Hypothesis / aims of study
A delivery with episiotomy, perineal tearing or labor dystocia using forceps or vacuum, are risk factors that contribute to the appearance of de novo dyspareunia with a prevalence of 17-45% at 6 months postpartum. Dyspareunia is a type of genito-pelvic pain (GPP) that takes place during vaginal penetration at some point in sexual intercourse. It greatly affects quality of life as well as psychological and sexual wellbeing.
There is no evidence in the scientific literature of the effect of radiofrequency (RF) in patients with de novo dyspareunia due to an obstetric injury. It is for all the previously mentioned that the following project is proposed, to evaluate the effect of RF in perineal scars and vaginal trigger points in these specific patients.

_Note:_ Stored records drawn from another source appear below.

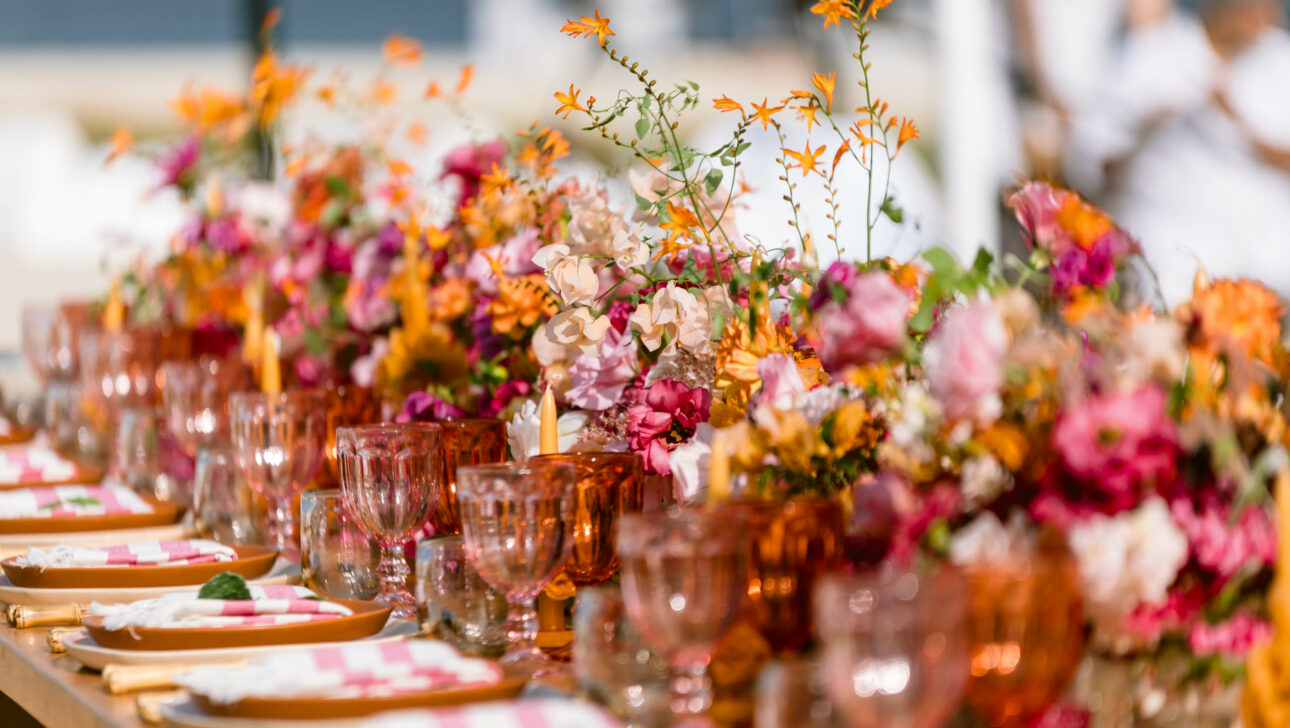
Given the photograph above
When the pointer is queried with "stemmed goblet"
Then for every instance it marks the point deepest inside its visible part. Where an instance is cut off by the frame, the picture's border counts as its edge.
(685, 576)
(516, 523)
(388, 484)
(277, 442)
(894, 646)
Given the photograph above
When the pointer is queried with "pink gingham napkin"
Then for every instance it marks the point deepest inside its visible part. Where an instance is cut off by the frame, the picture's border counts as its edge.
(546, 713)
(32, 464)
(137, 554)
(62, 501)
(267, 606)
(354, 670)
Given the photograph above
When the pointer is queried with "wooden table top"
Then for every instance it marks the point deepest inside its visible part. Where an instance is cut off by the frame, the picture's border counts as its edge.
(56, 689)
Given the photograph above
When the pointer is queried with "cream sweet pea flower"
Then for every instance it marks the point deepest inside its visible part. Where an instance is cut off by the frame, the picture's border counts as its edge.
(578, 329)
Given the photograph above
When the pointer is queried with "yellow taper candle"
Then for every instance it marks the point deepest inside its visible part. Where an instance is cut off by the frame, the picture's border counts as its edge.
(719, 471)
(114, 311)
(548, 442)
(271, 371)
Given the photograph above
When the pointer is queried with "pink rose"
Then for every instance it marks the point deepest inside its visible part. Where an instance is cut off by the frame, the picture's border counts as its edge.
(964, 360)
(868, 327)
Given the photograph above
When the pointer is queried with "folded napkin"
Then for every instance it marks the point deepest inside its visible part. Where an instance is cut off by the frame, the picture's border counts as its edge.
(138, 554)
(267, 606)
(354, 670)
(546, 713)
(34, 462)
(61, 501)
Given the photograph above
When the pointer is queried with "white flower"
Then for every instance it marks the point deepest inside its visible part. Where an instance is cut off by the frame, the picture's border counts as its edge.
(524, 435)
(578, 329)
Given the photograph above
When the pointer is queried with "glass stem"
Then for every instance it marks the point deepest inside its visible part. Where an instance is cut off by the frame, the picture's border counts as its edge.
(692, 689)
(394, 572)
(521, 625)
(281, 528)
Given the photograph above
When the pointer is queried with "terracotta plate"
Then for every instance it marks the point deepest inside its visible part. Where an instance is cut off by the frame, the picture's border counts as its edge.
(161, 514)
(320, 707)
(253, 562)
(368, 618)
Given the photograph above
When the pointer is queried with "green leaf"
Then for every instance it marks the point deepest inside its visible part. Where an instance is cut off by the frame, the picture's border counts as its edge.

The main objective of this study is to evaluate the role that radiofrequency (RF) plays in reducing the level of pain in de novo dyspareunia in postpartum women that persists from 4 to 14 months.
Study design, materials and methods
A randomised prospective trial is being conducted in women presenting de novo dyspareunia upon resumption of coital intercourse after having a vaginal delivery with episiotomy, obstetric tearing of the anal sphincter (identified and repaired during labour), labour dystocia, and/or a macrosomic infant. In this study we identify two groups that have received 5 sessions of RF. The intervention group (IG) receives treatment with activated RF, and the control group (CG) receives sham treatment and the groups are double-blinded. Other than RF, both groups perform daily perineal massage at home. We have evaluated, as a main variable, the level of pain using the Visual Analogue Scale (VAS) in the initial session and at the end of the 5 sessions. As secondary variables we have evaluated the sexual function, quality of life and other pelvic floor dysfunction symptoms.
Interpretation of results
The preliminary analysis of the 38 patients that have already finished the 5 sessions of treatment together with daily perineal massage shows a higher decrease of the level of pain during penetration in the IG compared to the CG.